Abhängig vom Distributionskanal und dem Kommunikationsziel müssen bestimmte Aspekte bei den redaktionellen Prozessen, der Publikation und der Verbreitung der Inhalte beachtet werden. Denn Seeding ist die strategische Verbreitung und Positionierung von Inhalten gemäß den Bedürfnissen und Erwartungen der Rezipienten, je nach Publikations-Kanal. PR wird dabei zu einem Teilbereich des Seedings, welches eine holistische Distribution ins Auge fasst.
Während in der Vergangenheit der Begriff der PR vor allem mit Reputations-Management und Spin Doctoring assoziiert wurde, bedeutet Öffentlichkeitsarbeit heute, den Dialog mit der Zielgruppe zu suchen. Dies erfordert von Unternehmen eine umfassende, integrierte Kommunikation von bedürfnisorientierten Inhalten an allen relevanten Touchpoints der Zielgruppe. Zugleich müssen Unternehmen den Anspruch haben, mit ihren Inhalten einen Dialog zu initiieren; die „One-Way”-Kommunikation funktioniert nicht länger. Der User ist nicht nur Rezipient, sondern auch selbst Produzent von Content.

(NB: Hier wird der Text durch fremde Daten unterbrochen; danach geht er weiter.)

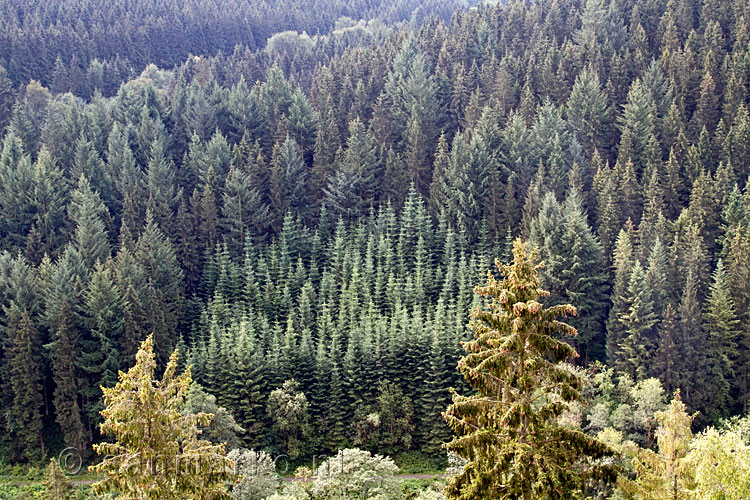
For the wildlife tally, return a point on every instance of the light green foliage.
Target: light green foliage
(628, 407)
(222, 429)
(354, 473)
(157, 453)
(510, 431)
(663, 475)
(721, 462)
(256, 471)
(288, 409)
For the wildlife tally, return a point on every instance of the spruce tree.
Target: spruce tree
(722, 333)
(638, 322)
(153, 441)
(515, 445)
(56, 484)
(24, 363)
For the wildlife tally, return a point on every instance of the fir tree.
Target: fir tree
(516, 449)
(722, 332)
(24, 363)
(149, 427)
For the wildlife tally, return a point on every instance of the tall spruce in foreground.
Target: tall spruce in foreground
(157, 453)
(509, 432)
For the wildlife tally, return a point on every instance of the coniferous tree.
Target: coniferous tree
(149, 427)
(722, 332)
(512, 359)
(638, 322)
(25, 370)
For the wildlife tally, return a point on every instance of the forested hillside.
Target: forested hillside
(79, 45)
(319, 208)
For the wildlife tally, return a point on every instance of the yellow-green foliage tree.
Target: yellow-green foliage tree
(56, 484)
(157, 452)
(721, 464)
(510, 431)
(664, 475)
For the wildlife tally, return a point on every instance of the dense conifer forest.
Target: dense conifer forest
(300, 197)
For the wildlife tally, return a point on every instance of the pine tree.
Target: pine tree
(148, 428)
(692, 343)
(103, 313)
(88, 213)
(515, 448)
(588, 112)
(288, 180)
(56, 485)
(667, 361)
(24, 364)
(637, 123)
(623, 264)
(638, 322)
(663, 474)
(722, 333)
(161, 296)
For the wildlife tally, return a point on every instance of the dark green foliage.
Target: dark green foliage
(515, 446)
(319, 203)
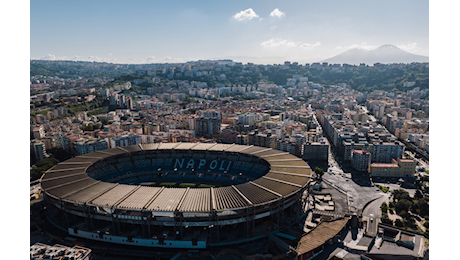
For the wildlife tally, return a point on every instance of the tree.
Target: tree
(386, 220)
(319, 172)
(418, 194)
(403, 204)
(399, 223)
(384, 207)
(400, 194)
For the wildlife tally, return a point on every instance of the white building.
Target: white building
(125, 140)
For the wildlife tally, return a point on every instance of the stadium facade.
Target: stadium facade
(236, 193)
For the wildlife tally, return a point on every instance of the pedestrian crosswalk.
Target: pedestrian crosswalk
(328, 213)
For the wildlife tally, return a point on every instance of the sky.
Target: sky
(258, 31)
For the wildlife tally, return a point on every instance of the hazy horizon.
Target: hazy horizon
(262, 32)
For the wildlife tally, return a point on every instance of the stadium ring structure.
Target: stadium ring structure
(235, 193)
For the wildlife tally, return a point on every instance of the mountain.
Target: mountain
(384, 54)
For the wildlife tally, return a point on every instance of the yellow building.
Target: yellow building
(398, 168)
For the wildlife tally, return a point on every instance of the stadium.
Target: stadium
(176, 195)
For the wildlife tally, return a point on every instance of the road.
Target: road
(358, 195)
(374, 209)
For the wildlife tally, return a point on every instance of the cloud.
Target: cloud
(310, 46)
(247, 14)
(277, 13)
(363, 46)
(409, 47)
(48, 57)
(275, 42)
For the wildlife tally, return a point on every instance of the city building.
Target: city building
(361, 159)
(125, 140)
(208, 125)
(316, 150)
(398, 168)
(262, 139)
(38, 132)
(88, 146)
(37, 149)
(386, 151)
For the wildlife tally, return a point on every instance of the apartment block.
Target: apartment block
(208, 125)
(361, 159)
(262, 139)
(316, 150)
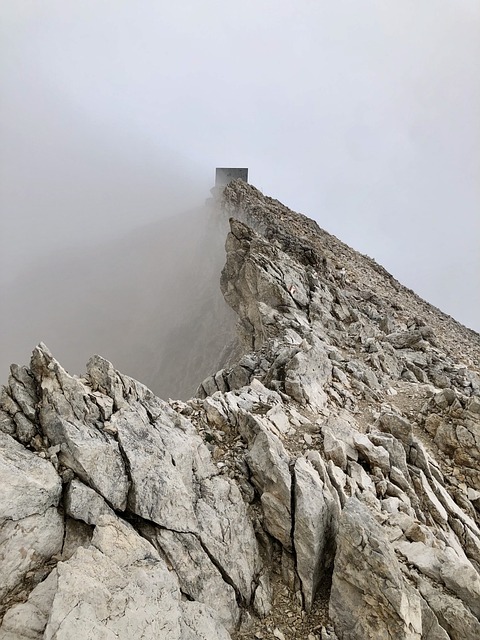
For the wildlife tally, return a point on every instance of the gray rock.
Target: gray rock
(83, 503)
(269, 464)
(370, 598)
(313, 528)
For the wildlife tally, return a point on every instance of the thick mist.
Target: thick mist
(149, 301)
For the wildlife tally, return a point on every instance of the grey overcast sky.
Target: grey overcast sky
(362, 115)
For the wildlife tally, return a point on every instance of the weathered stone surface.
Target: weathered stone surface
(224, 514)
(313, 531)
(198, 576)
(269, 462)
(119, 588)
(28, 484)
(370, 598)
(83, 503)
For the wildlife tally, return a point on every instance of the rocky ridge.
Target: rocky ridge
(324, 484)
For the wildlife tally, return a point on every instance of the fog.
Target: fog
(113, 116)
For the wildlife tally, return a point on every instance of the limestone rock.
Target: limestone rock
(370, 598)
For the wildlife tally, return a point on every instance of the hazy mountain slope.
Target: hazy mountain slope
(324, 484)
(150, 302)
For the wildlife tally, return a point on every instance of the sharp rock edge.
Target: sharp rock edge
(324, 484)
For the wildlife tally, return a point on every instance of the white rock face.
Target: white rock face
(323, 484)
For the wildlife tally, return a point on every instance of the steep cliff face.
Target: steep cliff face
(325, 484)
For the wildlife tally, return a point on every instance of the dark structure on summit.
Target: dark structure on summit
(224, 175)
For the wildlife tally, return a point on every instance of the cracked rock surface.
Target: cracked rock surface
(325, 484)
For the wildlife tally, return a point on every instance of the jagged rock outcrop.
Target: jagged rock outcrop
(324, 484)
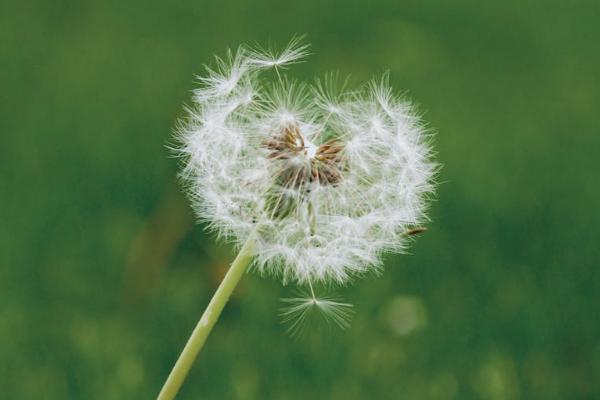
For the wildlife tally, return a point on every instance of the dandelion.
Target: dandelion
(312, 184)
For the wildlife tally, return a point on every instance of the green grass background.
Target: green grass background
(103, 272)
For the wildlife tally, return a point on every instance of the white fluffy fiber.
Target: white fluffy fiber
(335, 231)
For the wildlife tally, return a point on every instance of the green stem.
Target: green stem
(206, 323)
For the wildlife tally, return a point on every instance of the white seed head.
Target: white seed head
(326, 181)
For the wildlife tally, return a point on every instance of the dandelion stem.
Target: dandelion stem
(206, 323)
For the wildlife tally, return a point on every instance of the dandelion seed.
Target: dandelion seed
(299, 310)
(313, 184)
(324, 180)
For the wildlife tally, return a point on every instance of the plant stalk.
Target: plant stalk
(206, 323)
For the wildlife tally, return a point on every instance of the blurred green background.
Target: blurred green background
(104, 274)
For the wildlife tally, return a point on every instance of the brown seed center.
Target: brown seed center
(299, 163)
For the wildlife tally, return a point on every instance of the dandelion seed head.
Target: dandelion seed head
(327, 180)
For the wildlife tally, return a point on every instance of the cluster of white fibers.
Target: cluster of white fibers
(325, 181)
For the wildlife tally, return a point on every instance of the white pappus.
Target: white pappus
(325, 181)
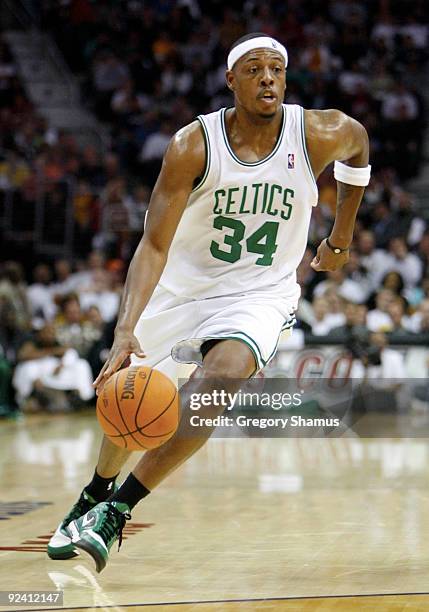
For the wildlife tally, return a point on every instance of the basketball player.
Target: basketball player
(213, 280)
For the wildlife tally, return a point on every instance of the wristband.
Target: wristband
(352, 176)
(335, 250)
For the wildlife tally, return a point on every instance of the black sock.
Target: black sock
(130, 492)
(100, 488)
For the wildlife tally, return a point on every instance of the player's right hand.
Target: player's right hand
(124, 345)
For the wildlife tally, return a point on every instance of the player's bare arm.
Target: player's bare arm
(331, 135)
(183, 163)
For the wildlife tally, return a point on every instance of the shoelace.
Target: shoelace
(81, 507)
(113, 521)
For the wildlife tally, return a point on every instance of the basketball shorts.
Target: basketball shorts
(172, 329)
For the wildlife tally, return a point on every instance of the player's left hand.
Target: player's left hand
(326, 260)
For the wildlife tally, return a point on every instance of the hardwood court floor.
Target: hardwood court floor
(303, 525)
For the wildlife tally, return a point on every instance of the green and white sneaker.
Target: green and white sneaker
(98, 529)
(60, 545)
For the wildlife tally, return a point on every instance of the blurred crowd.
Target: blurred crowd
(56, 330)
(148, 68)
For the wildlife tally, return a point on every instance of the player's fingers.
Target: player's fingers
(101, 374)
(110, 367)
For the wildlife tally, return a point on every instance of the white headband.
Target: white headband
(262, 42)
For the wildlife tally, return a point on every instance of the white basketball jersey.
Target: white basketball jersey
(245, 226)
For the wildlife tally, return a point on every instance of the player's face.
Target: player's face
(258, 81)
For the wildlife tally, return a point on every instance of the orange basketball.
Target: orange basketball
(138, 408)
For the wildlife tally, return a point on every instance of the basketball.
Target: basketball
(138, 408)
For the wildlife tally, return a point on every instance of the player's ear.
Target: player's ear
(229, 77)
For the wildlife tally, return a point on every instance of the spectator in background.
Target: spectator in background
(154, 148)
(407, 264)
(347, 288)
(13, 292)
(101, 297)
(376, 261)
(354, 324)
(323, 320)
(64, 281)
(379, 319)
(396, 310)
(72, 329)
(39, 295)
(419, 322)
(383, 371)
(109, 74)
(394, 282)
(46, 371)
(407, 223)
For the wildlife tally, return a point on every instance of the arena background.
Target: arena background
(90, 93)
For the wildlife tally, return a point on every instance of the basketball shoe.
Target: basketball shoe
(98, 529)
(60, 545)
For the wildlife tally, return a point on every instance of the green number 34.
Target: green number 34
(262, 241)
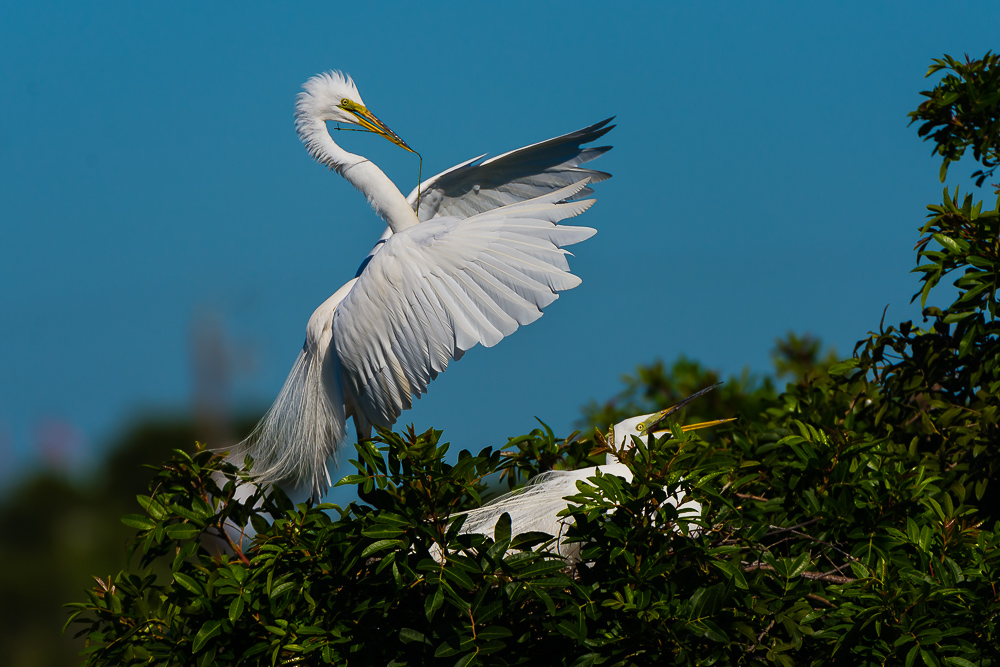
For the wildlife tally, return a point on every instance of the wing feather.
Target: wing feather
(439, 288)
(477, 185)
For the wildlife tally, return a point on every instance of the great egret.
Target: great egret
(535, 507)
(483, 257)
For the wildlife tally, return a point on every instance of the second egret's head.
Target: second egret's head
(332, 96)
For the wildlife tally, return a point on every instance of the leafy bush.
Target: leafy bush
(851, 519)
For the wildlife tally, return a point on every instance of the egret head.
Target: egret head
(332, 96)
(622, 432)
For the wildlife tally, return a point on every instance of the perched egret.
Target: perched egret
(535, 507)
(480, 256)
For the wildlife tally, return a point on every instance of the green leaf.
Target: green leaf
(189, 583)
(236, 608)
(208, 630)
(283, 588)
(381, 545)
(182, 531)
(733, 573)
(138, 521)
(948, 243)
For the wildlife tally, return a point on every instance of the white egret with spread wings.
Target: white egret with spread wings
(479, 256)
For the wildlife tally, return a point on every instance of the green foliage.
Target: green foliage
(851, 519)
(963, 111)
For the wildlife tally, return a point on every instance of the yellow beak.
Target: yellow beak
(656, 418)
(370, 121)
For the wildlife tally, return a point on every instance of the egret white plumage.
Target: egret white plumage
(535, 507)
(482, 256)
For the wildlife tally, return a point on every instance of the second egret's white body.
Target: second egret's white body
(536, 506)
(483, 258)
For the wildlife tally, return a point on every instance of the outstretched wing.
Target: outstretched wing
(438, 288)
(475, 187)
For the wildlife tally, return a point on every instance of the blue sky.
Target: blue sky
(765, 180)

Die sozialen Medien sind sein Publikations-Kanal; die Reaktion des Users ist maßgebend für die Autorität, Glaubwürdigkeit und Strahlkraft von Organisationen auf den Plattformen. Durch die Demokratisierung der Medien verteilen sich die Stakeholder eines Unternehmens crossmedial und sind ebenbürtige Gesprächspartner – egal, um welches Medium es sich handelt. Zunehmend gibt der User dabei den Ton an, weil Big Player wie Google oder Facebook ihren Algorithmus fortwährend an die Interessen der User anpassen. Denn im Zentrum allen Geschehens steht der Kampf um Aufmerksamkeit; in einer Welt voller Optionen werden Newsfeeds und Notifications an die individuellen Interessen des Einzelnen angepasst.
Moderne Public Relations stellt das User-Bedürfnis an erste Stelle
Es scheint, als wechselten die vorausgesetzten Standards und Erwartungshaltungen der User an den Inhalt mit jedem Distributionskanal. Damit ein digitaler Kanal herausstechen und relevant für eine Community erscheinen kann, muss eine Abgrenzung in der Methodik stattfinden. Beinahe jedes neue Online-Magazin und nachträglich auch bereits etablierte Online-Medien versuchen, die begehrten Social Signals zu generieren und Schnittstellen zu den großen sozialen Netzwerken zu schaffen. Unternehmen müssen sich darüber bewusst sein, welche Botschaften sie kommunizieren möchten und welche Message auf welchem Kanal wie funktioniert. Ob der Inhalt dann bei der Community ankommt, zeigt sich in der digital-sozialen Interaktion und dem User-Verhalten. Kein Unternehmen kann sich ein erfolgreiches Senden einer Botschaft erhoffen und gleichzeitig den Dialog mit der Community übergehen. Stattdessen muss bedürfnisorientierter Content dort platziert und verbreitet werden, wo die Zielgruppe nach Antworten sucht und die Chance hat, darauf zu reagieren.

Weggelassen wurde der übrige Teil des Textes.